Well, it can be done in Python: just allocate a too-big ndarray and
take a slice that's the right shape and has the right alignment. But
this sucks. Stephen G. Johnson posted code earlier in this thread that
provides a portable aligned-memory allocator - it handles the freeing
by (always) storing enough information to recover the original pointer
in the padding space. (This means you always need to pad, which is a
pain, but there's not much you can do about that.) His implementation
stores the original pointer just before the beginning of the aligned
data, so _aligned_free is free(((void**)ptr)[-1]).
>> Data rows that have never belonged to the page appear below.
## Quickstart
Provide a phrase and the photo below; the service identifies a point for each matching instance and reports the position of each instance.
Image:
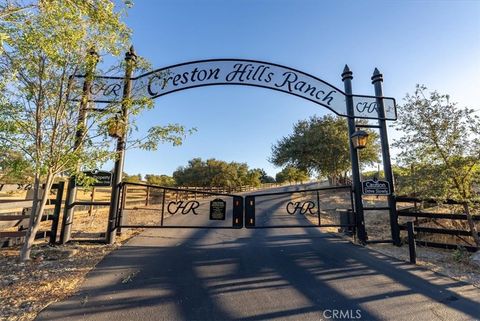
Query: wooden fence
(15, 212)
(433, 220)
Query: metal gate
(151, 206)
(319, 207)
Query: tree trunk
(471, 224)
(35, 216)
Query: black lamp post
(359, 139)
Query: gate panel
(150, 206)
(321, 207)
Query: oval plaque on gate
(218, 209)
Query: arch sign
(212, 72)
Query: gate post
(347, 77)
(56, 212)
(92, 60)
(130, 59)
(377, 80)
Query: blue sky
(436, 43)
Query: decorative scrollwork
(300, 207)
(184, 207)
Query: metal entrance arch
(105, 89)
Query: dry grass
(53, 274)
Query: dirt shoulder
(54, 273)
(455, 264)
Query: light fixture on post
(359, 139)
(116, 127)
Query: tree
(442, 142)
(264, 178)
(161, 180)
(14, 168)
(213, 172)
(291, 174)
(42, 46)
(132, 178)
(321, 145)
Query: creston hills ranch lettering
(107, 89)
(240, 73)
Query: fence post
(92, 198)
(411, 243)
(148, 196)
(56, 212)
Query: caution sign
(218, 209)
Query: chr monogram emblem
(300, 207)
(184, 207)
(367, 107)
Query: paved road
(260, 274)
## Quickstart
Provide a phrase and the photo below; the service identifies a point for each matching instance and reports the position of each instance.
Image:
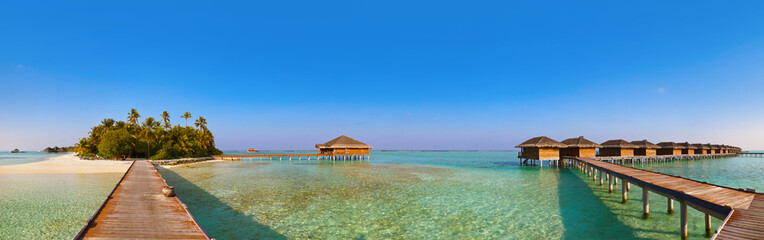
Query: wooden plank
(137, 209)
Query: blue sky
(480, 75)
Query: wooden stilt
(610, 184)
(683, 223)
(624, 192)
(670, 206)
(645, 203)
(600, 178)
If you were worried
about space (rather than time) you could store a single byte just
before the pointer whose value indicated how much padding was done, or
whatever.

These schemes all waste space, but unless malloc's internal structures
are the size of the alignment block, it's almost unavoidable to waste
some space; the only way around it I can see is if the program also
allocates lots of small, odd-shaped, unaligned blocks of memory that
can be used to fill the gaps (and even then I doubt any sensible
malloc implementation fills in little gaps like this, since it seems
likely to lead to memory fragmentation). A posix_memalign that is
built into malloc can do better than any implementation that isn't,
though, with the possible exception of a specialized pool allocator
built with aligned allocation in mind.